Agreed, it is a phrase that I used to fast-forward the discussion past the "micro-evolution" examples. However, it seems to me that the examples you referenced as "real-time changes" didn't have a fast-forward function.
It is possible that I don't understand the significance of these examples, because, frankly, I'm underwhelmed. Esentially, we have fruit flies speciating to somewhat different fruit flies, other flies and cichlids speciating into other flies and cichlids.
Reading about these experiments is interesting on several levels, however, so I am, personally, coming away with something. For instance, it seems entirely likely to me that fundamentally different rules govern the diversity of plants and animals. After all, plants and animals are fundamentally different.
My favorite sentence: Unfortunately the new plant (genus Raphanobrassica) had the foliage of a radish and the root of a cabbage.

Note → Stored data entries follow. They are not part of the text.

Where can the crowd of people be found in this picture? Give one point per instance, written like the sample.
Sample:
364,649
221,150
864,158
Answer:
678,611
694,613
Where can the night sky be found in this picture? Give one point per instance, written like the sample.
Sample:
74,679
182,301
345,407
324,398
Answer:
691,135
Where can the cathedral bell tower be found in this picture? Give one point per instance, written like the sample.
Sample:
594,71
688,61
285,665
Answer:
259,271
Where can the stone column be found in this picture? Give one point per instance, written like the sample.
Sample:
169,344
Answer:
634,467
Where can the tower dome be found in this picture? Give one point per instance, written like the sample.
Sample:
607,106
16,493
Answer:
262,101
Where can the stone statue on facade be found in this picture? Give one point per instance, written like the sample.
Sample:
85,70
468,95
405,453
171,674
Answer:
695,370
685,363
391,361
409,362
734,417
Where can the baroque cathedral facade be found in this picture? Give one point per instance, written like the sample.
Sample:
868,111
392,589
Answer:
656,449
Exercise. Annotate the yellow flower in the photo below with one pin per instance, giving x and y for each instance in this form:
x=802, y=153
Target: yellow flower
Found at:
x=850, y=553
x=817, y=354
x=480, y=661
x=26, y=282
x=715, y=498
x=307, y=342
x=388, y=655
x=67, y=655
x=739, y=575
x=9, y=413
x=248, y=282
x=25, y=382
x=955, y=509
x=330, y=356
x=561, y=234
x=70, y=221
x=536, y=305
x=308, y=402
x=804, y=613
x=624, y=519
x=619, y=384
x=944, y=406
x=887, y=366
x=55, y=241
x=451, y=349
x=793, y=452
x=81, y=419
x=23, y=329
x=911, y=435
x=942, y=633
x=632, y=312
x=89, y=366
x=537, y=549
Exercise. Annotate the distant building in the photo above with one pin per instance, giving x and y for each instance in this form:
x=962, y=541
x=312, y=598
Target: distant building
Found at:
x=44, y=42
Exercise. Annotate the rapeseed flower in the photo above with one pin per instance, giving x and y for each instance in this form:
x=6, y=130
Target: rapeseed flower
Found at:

You do realize, right, that the type of changes that you dismissively refer to as "a fruit fly changing into a slightly different fruit fly" are the ONLY changes that evolution predicts will ever occur. If you ever saw a dog give birth to something that is obviously and demonstrably NOT a dog, then evolution is falsified. What was observed in those cases is indeed speciation. Most closely related, but different species cannot be distinguished from one another by nonexperts. What you probably meant to claim was that there is no evidence for changes that crossed taxonomic lines higher than species. If that's the case, then don't try to move the goalposts. Retract your original claim and make the modified one that I suggested. Your original claim is demonstrably false.